Base metals face long slump, Wood Mackenzie analyst Julian Kettle
Wood Mackenzie’s Julian Kettle says China’s early resurgence may not save the mining and metals sector from a tough few years.
One of the mining sector’s top analysts says the sector could be in for a long haul as developed economies recover from the coronavirus, saying China’s early resurgence may not save the sector from a tough few years ahead.
Wood Mackenzie metals and mining vice chairman Julian Kettle told The Australian there was a 60 per cent chance his worst fears for the sector may come to pass, saying his “slump scenario” for the industry suggests conditions for base metals miners could soon be worse than they were in the early 1990s.
In a post to WoodMac’s blog on Thursday, Mr Kettle said the outlook for iron ore and metallurgical coal was good, but expectations of a quick recovery for the rest of the metals and mining sector could be at risk.
“My slump scenario combines a recession of the severity of 2009, without the sharp recovery, and the low growth rates of the early 1980s or 1990s.
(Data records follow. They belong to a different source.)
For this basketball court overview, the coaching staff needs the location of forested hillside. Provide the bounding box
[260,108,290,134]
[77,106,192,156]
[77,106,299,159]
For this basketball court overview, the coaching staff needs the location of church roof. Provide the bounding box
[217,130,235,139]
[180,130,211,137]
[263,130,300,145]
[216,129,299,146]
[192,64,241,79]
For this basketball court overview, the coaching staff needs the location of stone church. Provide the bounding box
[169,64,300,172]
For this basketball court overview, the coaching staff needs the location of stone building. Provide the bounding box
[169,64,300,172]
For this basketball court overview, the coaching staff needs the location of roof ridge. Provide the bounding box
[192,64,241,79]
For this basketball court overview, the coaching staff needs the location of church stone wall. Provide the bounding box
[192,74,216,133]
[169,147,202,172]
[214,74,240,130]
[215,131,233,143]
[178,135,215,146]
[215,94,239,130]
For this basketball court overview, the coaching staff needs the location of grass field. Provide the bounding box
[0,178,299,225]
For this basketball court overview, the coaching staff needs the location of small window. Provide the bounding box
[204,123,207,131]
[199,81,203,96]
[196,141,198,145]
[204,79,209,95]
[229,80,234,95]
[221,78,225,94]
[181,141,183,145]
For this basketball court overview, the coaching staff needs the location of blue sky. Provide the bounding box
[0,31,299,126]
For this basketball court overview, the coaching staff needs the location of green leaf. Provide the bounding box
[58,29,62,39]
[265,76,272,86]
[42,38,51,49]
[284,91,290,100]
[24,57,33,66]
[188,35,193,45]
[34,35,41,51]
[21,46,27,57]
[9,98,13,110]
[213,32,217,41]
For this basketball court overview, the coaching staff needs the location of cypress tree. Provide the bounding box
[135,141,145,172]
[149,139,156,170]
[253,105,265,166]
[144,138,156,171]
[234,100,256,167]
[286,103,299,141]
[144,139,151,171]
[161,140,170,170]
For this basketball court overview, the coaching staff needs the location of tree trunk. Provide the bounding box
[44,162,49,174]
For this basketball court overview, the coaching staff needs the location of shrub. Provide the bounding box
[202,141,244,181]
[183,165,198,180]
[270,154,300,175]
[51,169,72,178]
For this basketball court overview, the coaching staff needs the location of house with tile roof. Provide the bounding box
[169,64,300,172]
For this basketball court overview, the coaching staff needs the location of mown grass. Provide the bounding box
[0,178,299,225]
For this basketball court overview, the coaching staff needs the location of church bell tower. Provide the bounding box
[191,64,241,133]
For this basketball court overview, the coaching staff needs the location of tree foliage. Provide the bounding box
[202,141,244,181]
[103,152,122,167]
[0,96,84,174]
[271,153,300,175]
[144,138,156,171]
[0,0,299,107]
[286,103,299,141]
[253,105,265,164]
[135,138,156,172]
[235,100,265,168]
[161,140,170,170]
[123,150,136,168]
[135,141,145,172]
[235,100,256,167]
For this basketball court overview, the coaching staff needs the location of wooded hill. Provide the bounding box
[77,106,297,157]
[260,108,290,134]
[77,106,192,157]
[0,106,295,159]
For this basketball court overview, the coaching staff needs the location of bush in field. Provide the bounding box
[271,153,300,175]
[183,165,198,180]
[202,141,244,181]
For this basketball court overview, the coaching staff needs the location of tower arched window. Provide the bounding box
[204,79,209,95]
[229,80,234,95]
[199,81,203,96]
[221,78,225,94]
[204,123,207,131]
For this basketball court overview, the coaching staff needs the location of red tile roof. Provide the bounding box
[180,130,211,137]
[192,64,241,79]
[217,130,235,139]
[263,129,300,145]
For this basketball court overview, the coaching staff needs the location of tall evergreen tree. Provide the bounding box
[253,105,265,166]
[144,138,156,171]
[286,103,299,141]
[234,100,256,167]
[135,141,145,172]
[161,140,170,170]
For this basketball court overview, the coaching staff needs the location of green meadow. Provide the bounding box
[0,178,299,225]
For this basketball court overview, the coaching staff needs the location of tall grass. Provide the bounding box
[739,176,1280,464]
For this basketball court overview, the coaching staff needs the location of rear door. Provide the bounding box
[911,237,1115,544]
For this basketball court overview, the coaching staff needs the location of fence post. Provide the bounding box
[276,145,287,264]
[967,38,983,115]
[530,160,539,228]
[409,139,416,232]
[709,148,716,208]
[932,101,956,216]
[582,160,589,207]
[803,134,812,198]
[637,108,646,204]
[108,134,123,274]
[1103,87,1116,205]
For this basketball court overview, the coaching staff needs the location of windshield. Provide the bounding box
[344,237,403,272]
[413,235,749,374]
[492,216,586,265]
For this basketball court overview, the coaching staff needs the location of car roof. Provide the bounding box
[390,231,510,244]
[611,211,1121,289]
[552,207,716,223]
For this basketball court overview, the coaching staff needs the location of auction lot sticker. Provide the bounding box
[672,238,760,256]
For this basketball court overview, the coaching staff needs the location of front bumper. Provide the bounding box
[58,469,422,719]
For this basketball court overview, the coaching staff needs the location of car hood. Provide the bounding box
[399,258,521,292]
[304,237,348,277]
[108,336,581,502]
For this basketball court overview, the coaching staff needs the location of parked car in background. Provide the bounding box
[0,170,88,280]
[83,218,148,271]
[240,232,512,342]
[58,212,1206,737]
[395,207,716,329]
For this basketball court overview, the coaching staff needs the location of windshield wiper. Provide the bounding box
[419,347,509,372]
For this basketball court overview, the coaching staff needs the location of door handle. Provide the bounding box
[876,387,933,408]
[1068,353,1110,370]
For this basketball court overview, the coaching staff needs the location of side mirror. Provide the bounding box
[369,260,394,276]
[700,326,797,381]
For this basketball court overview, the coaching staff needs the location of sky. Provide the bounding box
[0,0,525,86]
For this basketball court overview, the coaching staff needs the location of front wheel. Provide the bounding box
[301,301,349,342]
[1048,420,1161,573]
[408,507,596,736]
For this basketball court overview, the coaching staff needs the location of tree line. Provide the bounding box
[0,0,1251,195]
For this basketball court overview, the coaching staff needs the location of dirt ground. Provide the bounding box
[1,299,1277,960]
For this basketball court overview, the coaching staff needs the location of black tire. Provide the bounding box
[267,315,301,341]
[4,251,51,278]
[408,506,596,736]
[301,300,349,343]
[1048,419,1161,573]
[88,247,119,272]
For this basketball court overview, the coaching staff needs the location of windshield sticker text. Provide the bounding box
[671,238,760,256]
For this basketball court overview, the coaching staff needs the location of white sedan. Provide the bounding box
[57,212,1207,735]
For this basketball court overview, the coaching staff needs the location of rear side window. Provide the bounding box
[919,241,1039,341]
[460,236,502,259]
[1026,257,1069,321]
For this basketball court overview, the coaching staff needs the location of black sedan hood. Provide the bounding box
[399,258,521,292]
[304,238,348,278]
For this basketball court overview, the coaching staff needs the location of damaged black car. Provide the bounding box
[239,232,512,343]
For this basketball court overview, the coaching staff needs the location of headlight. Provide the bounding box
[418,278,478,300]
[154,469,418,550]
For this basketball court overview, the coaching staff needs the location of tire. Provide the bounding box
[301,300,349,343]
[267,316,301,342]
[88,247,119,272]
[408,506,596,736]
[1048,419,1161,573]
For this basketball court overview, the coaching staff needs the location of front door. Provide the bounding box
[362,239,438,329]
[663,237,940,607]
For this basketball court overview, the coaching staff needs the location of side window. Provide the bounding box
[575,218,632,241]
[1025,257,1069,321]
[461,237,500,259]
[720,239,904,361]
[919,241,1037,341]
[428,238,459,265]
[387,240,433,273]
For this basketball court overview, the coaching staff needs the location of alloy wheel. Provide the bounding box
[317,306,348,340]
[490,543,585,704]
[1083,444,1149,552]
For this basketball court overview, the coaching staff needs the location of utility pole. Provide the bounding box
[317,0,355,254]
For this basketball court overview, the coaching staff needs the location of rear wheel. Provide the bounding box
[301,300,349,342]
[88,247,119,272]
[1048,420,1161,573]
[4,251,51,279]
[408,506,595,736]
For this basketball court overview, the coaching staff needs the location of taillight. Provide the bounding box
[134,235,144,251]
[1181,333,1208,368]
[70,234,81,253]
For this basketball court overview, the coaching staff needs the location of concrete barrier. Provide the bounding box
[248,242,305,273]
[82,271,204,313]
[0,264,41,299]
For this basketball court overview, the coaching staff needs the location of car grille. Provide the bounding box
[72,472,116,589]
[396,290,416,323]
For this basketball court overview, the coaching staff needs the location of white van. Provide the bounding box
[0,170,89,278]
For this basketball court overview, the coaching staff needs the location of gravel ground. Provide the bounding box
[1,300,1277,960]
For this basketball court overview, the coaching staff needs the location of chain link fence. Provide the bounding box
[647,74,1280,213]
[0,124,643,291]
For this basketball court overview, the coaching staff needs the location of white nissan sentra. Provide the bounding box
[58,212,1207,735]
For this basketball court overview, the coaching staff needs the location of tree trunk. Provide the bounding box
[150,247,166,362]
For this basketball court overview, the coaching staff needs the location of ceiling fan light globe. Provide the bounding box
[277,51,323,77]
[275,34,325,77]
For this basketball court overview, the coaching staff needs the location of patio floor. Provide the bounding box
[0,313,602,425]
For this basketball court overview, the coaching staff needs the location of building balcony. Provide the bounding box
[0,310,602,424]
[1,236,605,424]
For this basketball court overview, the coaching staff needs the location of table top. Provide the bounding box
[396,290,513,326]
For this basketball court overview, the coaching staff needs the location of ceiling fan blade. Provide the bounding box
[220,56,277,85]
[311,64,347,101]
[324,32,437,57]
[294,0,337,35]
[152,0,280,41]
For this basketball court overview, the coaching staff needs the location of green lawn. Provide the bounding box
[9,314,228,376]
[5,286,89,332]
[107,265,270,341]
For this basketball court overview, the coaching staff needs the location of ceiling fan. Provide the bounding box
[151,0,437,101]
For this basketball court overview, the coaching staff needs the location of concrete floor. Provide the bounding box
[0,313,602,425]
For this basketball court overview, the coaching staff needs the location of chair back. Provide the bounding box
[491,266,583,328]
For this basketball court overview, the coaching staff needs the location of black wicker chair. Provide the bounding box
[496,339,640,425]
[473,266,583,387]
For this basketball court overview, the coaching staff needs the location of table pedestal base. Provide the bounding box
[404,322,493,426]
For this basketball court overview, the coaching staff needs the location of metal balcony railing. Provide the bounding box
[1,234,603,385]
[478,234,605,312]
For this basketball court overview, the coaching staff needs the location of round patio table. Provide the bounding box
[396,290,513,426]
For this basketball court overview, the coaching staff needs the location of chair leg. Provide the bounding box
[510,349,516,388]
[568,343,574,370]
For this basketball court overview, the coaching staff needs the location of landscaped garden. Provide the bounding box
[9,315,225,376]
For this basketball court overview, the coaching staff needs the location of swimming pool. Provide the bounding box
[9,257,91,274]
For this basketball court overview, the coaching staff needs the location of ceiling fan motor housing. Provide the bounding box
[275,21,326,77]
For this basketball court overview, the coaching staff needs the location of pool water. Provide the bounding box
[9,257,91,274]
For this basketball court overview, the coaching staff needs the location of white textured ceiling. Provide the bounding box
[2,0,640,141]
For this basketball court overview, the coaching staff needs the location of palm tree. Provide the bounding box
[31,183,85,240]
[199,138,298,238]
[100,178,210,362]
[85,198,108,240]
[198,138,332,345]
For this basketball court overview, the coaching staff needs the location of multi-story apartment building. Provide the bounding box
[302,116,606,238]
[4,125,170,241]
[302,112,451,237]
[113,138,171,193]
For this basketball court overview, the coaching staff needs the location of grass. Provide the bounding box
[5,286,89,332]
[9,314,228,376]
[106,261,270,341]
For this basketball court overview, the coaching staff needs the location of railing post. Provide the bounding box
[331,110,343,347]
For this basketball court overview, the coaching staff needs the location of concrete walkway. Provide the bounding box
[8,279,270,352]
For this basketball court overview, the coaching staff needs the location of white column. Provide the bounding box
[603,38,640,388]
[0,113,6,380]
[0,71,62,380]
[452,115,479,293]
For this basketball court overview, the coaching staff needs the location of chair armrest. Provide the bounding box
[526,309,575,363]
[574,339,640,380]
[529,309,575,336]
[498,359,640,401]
What does this grim economic outlook mean for the world of mining and metals? It certainly has the potential for massive demand destruction, an extended period of oversupply and prices that chase costs downwards,” he said.
Mr Kettle told The Australian he believed his slump scenario was likely being factored in by global equity markets.
“The concern I've got is that China is off to the races, producing all of these goods, but who is going to buy them when we’re in lockdown?” he said.
“Am I going to go out and buy an electric car for $30,000 when I can buy a petrol car for $16,000? Nope, I'm going to buy a petrol car — or I'm going to keep my old car because I'm worried about my job.
“I think for the next couple of years we’re going to be in a situation where consumers are going to be extremely reluctant to spend.”
And expectations China’s internal demand may bolster the sector may also be wrong, he said.
“In 2008 China’s debt-to-GDP was 150 per cent. Before coronavirus, debt was 300 per cent of GDP because corporate debt had ballooned. So if anybody was thinking China is going to come to the rescue and have a massive stimulus program, I don’t think they have the capacity or the willingness again,” he said.
Mr Kettle said thermal coal was likely to take a short-term hit through diminished energy use across the globe, but may benefit in the medium term as governments pushed back plans to decarbonise economies in favour of cheaper power options from existing coal-fired generators.
“Put simply, with debt levels ballooning and growth subdued, the cheapest power fuel — coal — will be the go-to option during this period,” he said.
But he said base metals miners may face tough years ahead as slower industrial and consumer growth hits demand.
“Base case growth rates for base metals can be described as ‘slower for ever’ with all markets experiencing low single-digit growth. Not surprisingly, the slump scenario shifts base metals growth to alarmingly anaemic rises from 2020 to 2025,” he said.
And even the case for iron ore could be challenged within a few years, Mr Kettle said.
“We are already forecasting China peak steel consumption in 2022. The upshot of these developments is that global finished steel demand falls by some 200mt in 2020 and only recovers to 1630kt by 2025, never again reaching its 2019 level,” he said.